Dewan Pers Sayangkan Menjamurnya Media Massa 'Jadi-jadian'
VIVA.co.id – Anggota Dewan Pers, Imam Wahyudi, mengungkapkan bahwa pasca revolusi digital, banyak orang membuat media massa, yang kadang-kadang mirip perusahaan pers yang ada produk beritanya, maupun struktur redaksinya.
Padahal, belum tentu memenuhi syarat sebagai perusahaan pers seperti diatur dalam undang-undang. Produk beritanya pun terkadang tidak mencerminkan produk jurnalistik.
Menurut Imam, pers harus memenuhi standar yang sudah diatur Undang-undang Nomor 40 Tahun 1999 dan sesuai perilaku Kode Etik Jurnalistik. Isinya juga harus produk jurnalistik.
"Meski bentuknya mirip pers, tapi tidak patuh dengan standar perusahaan pers atau media, dan isinya tidak mencerminkan produk jurnalistik, maka itu bukan pers," kata Imam saat diskusi bertajuk '”Media Sosial, Hoax dan Kita” di Warung Daun, Cikini, Jakarta Pusat, Sabtu, 7 Januari 2017.

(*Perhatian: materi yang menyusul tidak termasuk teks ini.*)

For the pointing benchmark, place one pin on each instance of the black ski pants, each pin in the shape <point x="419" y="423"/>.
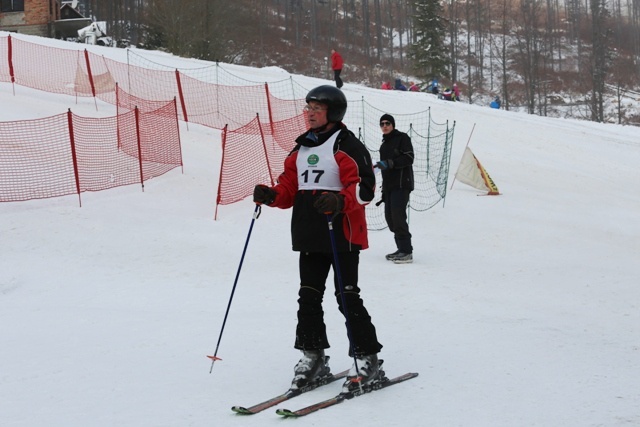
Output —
<point x="395" y="212"/>
<point x="311" y="331"/>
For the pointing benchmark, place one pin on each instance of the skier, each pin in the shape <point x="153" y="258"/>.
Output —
<point x="336" y="65"/>
<point x="329" y="172"/>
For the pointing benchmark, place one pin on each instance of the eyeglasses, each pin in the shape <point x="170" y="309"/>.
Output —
<point x="309" y="108"/>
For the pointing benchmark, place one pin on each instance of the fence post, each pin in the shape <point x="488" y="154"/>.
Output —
<point x="137" y="115"/>
<point x="224" y="145"/>
<point x="74" y="157"/>
<point x="10" y="59"/>
<point x="181" y="95"/>
<point x="266" y="89"/>
<point x="90" y="74"/>
<point x="266" y="152"/>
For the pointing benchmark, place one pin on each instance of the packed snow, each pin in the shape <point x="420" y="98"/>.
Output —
<point x="521" y="309"/>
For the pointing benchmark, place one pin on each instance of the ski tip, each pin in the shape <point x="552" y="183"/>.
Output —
<point x="241" y="410"/>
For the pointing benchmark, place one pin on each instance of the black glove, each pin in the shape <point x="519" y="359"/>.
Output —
<point x="263" y="194"/>
<point x="384" y="164"/>
<point x="329" y="203"/>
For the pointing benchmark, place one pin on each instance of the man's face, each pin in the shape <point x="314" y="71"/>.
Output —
<point x="386" y="126"/>
<point x="317" y="114"/>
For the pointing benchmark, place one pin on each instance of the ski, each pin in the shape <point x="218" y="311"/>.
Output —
<point x="289" y="394"/>
<point x="345" y="396"/>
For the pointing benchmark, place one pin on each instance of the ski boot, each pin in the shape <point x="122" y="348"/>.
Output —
<point x="313" y="366"/>
<point x="368" y="373"/>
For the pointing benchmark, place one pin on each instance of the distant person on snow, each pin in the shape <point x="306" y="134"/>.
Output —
<point x="396" y="165"/>
<point x="433" y="87"/>
<point x="456" y="92"/>
<point x="328" y="176"/>
<point x="447" y="94"/>
<point x="336" y="65"/>
<point x="399" y="85"/>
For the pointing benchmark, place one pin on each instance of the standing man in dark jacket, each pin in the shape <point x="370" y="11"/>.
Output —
<point x="396" y="164"/>
<point x="336" y="65"/>
<point x="329" y="172"/>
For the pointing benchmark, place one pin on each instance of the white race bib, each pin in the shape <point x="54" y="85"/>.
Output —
<point x="317" y="167"/>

Ia menjelaskan, sesuai aturannya, konten berita itu harus mendidik, informatif, bisa menjadi kontrol sosial dan hiburan. Informasinya harus akurat, dapat menghormati kebinekaan serta hak asasi manusia dan hukum. "Yang jelas pers juga harus berbadan hukum," ujarnya.
Imam menegaskan, semua media harus mematuhi itu, walaupun UU tidak ada aturan turunan seperti peraturan pemerintah dan ke bawahnya lagi. Sebab, kata dia, kalau UU Pers memiliki aturan turunan, maka sama saja pers diatur pemerintah dan tidak bisa independen.

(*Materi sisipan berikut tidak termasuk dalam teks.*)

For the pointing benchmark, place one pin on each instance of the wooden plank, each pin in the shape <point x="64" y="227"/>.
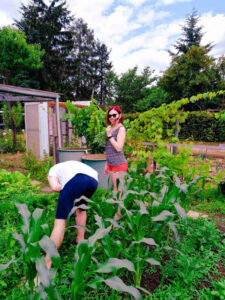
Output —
<point x="23" y="98"/>
<point x="25" y="91"/>
<point x="207" y="147"/>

"Jadi masyarakat pers membuat sendiri aturan dengan diinisiasi Dewan Pers maka jadilah aturan Dewan Pers," ujarnya.
Fitnah dan Kebencian
Lebih lanjut, menurut Imam, dalam menangani kasus yang berhubungan dengan pers, Dewan Pers akan melihat persoalan secara keseluruhan. Misalnya, dari sisi konten apakah sesuai dengan standar jurnalistik atau tidak.
Kalau isinya adalah fitnah dan menebar kebencian, itu bukanlah produk pers. "Walau dia berbadan hukum tapi tidak memenuhi standar jurnalistik, tetap tidak kami anggap sebagai pers," ujar Imam.
Menurut Imam, ketika produk yang diterbitkan menyalahi aturan secara terus menerus maka juga tidak dianggap sebagai perusahaan pers.
Karenanya, tegas Imam, ketika ada masalah dengan media yang bukan masuk dalam kategori pers bisa diselesaikan di luar UU 40 tentang Pers. "Kalau ada upaya, silakan melakukan upaya hukum lain di luar UU No 40," kata dia.